Methods: We describe a simplified example of three cohorts of 100,000 HIV-infected individuals which differ only in the prevalence of an unknown variable associated with mortality and a known time-varying confounder. We used an ABM and the parametric g-formula to obtain estimates of 12-month mortality in each cohort under three strategies when the treatment is ineffective: treat with probability observed in the data (natural course); continuous treatment; and no treatment. We compare results obtained from the ABM when probability inputs are obtained directly from the population of interest to the ABM when inputs are estimated from other sources.

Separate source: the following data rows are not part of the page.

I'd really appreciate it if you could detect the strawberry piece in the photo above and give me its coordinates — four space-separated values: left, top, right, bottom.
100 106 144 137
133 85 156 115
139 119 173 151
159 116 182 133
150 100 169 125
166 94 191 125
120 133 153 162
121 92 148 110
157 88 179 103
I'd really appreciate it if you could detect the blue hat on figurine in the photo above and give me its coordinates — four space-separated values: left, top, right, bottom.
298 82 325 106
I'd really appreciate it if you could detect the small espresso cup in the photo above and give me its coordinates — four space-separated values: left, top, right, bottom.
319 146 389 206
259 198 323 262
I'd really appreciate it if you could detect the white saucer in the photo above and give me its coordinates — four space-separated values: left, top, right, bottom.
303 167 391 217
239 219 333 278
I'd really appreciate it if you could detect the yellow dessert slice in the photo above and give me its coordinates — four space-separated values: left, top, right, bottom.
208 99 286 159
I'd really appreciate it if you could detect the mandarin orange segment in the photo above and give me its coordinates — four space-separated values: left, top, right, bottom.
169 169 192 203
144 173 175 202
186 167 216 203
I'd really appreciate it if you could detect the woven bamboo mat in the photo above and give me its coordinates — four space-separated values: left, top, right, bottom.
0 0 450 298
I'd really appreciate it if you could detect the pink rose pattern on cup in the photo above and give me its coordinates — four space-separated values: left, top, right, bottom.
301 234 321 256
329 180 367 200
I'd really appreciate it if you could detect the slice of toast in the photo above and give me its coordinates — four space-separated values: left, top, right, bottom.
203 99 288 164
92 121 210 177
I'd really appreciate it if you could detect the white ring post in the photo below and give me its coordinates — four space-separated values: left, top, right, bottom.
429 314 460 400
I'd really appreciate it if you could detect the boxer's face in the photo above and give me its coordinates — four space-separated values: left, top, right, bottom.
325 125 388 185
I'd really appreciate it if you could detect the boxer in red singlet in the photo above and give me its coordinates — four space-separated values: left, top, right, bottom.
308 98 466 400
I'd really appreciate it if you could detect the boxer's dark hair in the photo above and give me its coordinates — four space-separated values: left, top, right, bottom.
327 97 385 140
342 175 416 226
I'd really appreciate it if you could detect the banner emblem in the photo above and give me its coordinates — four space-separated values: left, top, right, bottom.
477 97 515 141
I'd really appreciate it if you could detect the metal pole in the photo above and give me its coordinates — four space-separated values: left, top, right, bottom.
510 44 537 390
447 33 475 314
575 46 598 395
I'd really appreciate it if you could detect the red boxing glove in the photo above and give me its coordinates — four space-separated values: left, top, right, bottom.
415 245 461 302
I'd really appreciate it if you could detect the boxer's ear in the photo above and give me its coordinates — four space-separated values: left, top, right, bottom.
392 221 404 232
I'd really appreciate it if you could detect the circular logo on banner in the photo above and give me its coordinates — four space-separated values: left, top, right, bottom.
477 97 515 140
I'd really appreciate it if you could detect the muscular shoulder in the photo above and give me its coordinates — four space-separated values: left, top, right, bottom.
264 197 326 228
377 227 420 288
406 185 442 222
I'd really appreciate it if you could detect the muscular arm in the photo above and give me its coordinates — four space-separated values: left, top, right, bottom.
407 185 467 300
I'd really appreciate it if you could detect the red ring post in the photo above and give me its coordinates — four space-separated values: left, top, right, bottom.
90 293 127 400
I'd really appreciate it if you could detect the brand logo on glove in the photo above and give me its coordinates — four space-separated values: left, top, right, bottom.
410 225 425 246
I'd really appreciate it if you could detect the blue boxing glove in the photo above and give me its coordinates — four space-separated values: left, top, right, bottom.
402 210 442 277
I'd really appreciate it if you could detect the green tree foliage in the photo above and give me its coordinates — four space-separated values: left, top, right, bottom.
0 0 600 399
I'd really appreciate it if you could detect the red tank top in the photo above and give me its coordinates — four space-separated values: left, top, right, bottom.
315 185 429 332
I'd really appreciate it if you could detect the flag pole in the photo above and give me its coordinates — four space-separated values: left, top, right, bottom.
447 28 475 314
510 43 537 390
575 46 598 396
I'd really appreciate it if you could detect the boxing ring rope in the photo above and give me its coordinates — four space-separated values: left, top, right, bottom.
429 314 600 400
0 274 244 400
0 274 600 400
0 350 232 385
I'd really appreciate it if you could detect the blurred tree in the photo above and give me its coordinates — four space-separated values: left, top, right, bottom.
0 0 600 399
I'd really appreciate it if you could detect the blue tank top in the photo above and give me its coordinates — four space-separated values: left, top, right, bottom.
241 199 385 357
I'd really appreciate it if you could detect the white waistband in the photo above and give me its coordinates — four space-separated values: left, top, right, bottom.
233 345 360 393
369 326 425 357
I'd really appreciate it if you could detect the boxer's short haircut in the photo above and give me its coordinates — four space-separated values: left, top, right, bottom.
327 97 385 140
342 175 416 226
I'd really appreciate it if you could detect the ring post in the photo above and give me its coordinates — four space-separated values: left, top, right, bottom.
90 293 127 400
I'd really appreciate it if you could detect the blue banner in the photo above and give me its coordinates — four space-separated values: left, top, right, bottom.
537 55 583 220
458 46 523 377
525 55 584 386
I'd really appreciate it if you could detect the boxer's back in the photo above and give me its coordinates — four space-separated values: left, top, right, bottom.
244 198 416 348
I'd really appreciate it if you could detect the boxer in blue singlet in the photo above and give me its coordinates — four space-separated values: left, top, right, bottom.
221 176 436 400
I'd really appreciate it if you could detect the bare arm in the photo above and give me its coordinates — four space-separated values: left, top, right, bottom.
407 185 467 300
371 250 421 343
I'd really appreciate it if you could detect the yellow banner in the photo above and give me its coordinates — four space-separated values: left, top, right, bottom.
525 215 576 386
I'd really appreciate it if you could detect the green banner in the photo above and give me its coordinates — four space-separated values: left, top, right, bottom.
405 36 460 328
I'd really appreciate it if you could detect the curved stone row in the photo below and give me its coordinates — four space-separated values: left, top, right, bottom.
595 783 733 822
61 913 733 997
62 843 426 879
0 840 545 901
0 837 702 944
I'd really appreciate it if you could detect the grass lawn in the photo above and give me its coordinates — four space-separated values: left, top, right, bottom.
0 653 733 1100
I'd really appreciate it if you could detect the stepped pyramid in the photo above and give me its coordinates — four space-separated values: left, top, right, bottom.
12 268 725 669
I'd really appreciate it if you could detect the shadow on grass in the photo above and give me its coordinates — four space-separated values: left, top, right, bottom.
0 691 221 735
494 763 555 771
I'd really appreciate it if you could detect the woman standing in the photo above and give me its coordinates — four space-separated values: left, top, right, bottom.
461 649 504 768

Results: The parametric g-formula correctly estimated the probability of mortality in each of the cohorts under all three treatment strategies (Table). The ABM was highly sensitive to the source of input probabilities, and correctly estimated mortality only when all probabilities were estimated directly from the cohort of interest. The ABM estimates for high-risk and low-risk cohorts was most biased when all inputs were from the base-case cohort (Table), but some bias remained when only the direct effect of treatment was estimated from the base-case (natural course risk: 20.85% in high-risk, 5.60% in low-risk).

Conclusions:  Using ABMs to estimate effects in a particular population may result in biased estimates when the inputs for the ABM are obtained from another population, even if the causal network linking all variables in the ABM is identical in both populations. The parametric g-formula can provide unbiased estimates for both populations, but also requires data from both.